LA DÉPENDANCE PREND PLUS DE FORMES QU’ON NE POURRAIT LE CROIRE!

   La dépendance évoque un état subtil d’attachement, de sujétion, de subordination aux êtres, aux choses et aux circonstances.  Révélant un vide intérieur, à l’extrême, elle exprime un besoin compulsif d’obtenir l’assistance d’autrui jusqu’à empêcher de prendre des décisions autonomes et éclairées relativement aux actes de son quotidien, voire des choix relatifs à son propre destin, pour faire cesser le malaise psychique de son impuissance ou le fait de ne se reconnaître aucun droit… et bien souvent, aucun devoir.  Rendant hypersensible, dès lors, les événements du monde extérieur en viennent à régler les humeurs et les états d’être du sujet qui est affligé de cette carence.  Autrement dit, déviation de la mentalité grégaire, la dépendance pousse à une recherche incessante de l’appui inconditionnel des autres, ce qui, limitant la liberté personnelle, retarde l’accession à l’autonomie et à l’indépendance et entrave l’évolution spirituelle.
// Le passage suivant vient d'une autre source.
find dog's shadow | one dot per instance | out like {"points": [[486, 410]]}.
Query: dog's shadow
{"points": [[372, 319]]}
   De la gamme de ces pathologies, il n’y a pire cas que la dépendance affective qui naît d’un manque d’attention ou de soins dans l’enfance et qui se traduit, à l’âge adulte, par une hypersensibilité, un manque d’estime personnel, de confiance en soi et de reconnaissance de ses valeurs propres, ce qui amène à se donner entièrement à autrui, généralement dans l’exclusivité, dans la mesure où cet adépendanceutre comble ses carences intimes, les compensant.  Mais il existe mille façons de se démontrer dépendant.  En voici quelques-unes…

   Un être dénote sa dépendance s’il cherche à vivre comme les autres le font, oubliant qu’il ne sert à rien de vivre comme autrui puisque, dans l’unicité de son rôle fonctionnel, il n’est pas les autres.  Pour lui, ce choix revient à s’imposer des attitudes, des comportements, des actes qui ne lui ressemblent pas, ce qui engendre un profond malaise dans sa structure personnelle.  Il finit par se dépersonnaliser au point de ne plus vivre que pour les autres, ne sachant plus ce qu’il est, ce qu’il vise et ce qu’il aime, ce qui l’amène à vivre dans un mal de vivre, une angoisse vague, mais persistante, dont il ne connaît pas l’origine.

   Mais un être exprime encore de la dépendance s’il développe une personnalité accessoire pour chaque circonstance de la vie ou un comportement différent selon les individus qu’il rencontre.  Nul ne peut foncièrement se montrer différent avec les autres qu’il n’est avec lui-même, de sorte que celui qui se plaît à lui-même ne peut que plaire aux autres, du moins à ceux qui cherchent à faire partie de son cercle d’amis ou de connaissances.  Être soi-même permet d’atténuer les tensions qui résultent de l’effort de plaire aux autres d’une façon forcée et systématique.

   La force d’affirmation, marque d’indépendance, peut surprendre d’autres personnes, surtout au début, mais, l’exemple entraînant, elle ne peut que les encourager à se retourner vers eux-mêmes et à bien se regarder en face de manière à mieux se développer dans leurs particularités.  Chacun gagne à se choisir lui-même, le premier et en premier lieu, ce qui est la meilleure manière de découvrir la force et le discernement requis pour plaire aux autres.  Nul ne peut donner ce qu’il ne possède pas ou ne porte pas en lui.  En outre, nul n’est tenu de plaire aux autres davantage qu’ils n’acceptent de lui plaire.  Dans une rencontre, s’il y en a un qui doit plaire, n’est-ce pas celui qui se porte vers l’autre puisque c’est lui qui entreprend la démarche d’aller vers cet autre?  La réponse peut aider à démystifier l’idolâtrie des fans et à briser les fausses images des gens populaires.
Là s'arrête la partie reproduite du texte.